みなさん、こんにちは。
関東地方も入梅ですね。外に出るのも億劫な季節です。今回は少し前のことですが、春のキャンプのお話です。気持ちまで湿ってしまいそうな季節に、このコラムが一服の清涼剤になればと思います。
4月の山梨県道志村。今回はお天気にも恵まれました。集まったのは、いつもの仲間たちです。午後の4時すぎから、一杯やりながらドラム缶に薪をくべはじめます。このドラム缶の焚き火こそ、私たちにとって重要なベースとなります。暖房であり、厨房であり、そして語らいの場となるリビングルームなのです。
焚き火が少し落ち着いたら、少しずつ料理を始めます。手始めはソラマメの焼き物です。先ずは、前菜。といったところでしょうか。遠火でじっくり仕上げたソラマメの香りを楽しみながらビールが進みます。
少しずつエンジンが掛かってきました。続いては、椎茸の焼き物です。今回は、香り付けにウィスキーを垂らします。味付けには醤油を少々。まさに東西文化が椎茸の中で融合しています。
気が付くと、周囲が薄暗くなってきました。

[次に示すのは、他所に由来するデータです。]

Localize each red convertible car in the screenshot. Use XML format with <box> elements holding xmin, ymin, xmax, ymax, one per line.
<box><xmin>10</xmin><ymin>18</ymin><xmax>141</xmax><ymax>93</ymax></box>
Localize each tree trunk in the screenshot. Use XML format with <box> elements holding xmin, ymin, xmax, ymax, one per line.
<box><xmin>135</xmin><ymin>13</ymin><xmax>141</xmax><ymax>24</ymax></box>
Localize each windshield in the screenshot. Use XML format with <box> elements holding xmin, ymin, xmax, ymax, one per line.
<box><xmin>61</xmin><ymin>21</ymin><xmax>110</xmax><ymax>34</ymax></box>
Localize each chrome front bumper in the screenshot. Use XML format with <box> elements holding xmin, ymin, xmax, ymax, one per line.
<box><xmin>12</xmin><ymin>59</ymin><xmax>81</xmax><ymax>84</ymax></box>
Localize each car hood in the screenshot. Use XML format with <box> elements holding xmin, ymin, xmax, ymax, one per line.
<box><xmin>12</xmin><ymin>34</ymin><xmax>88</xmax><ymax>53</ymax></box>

ランタンが辺りをやわらかく照らしています。明るすぎる都会の生活で疲れた目を優しく癒してくれます。
続いてアヒージョの登場です。調理はアヒージョ名人にお任せです。国産ニンニクとアヒージョにぴったりのこだわりオリーブオイルを使います。焚き火の上でフライパンを器用に動かしてマッシュルームがツヤツヤに仕上がっていきます。文章で表現しきれないのが残念ですが、口の中で滑らかにころがっていく食感です。
さぁ、ここからは本日のメインディッシュ!神戸牛の網焼きです。最高のお肉を塩と胡椒だけで味付けします。夕暮れ中で森に帰っていく鳥の鳴き声をBGMにパクリッ!
う~ん。旨い!このシチュエーションでこの味覚。これ以上の説明は野暮というものです。
炎を眺めながら、その炎で調理をする。少し昔ならば当たり前の日常の風景ですが、現代の環境ではなかなか経験するのは難しくなってしまいました。旬の食材を、おいしい調味料で、素敵なシチュエーションで、気が置けない仲間と一緒に、そして本物の炎で調理する。そんな炎も、食材を暖めるだけでなく、調味料のひとつになったり、料理を照らしてくれる照明になったり・・・。色々な要素が重なり合って、最高のディナータイムになりました。よく言われることで頭ではわかっているのですが、おいしい食事は単に味が良いということだけではありません。このキャンプに来ると、あらためて炎と食の奥深さを実感します。
梅雨が明けたら本格的なアウトドアシーズンに突入です。次回は何をつくろうか。今から思いを巡らせています。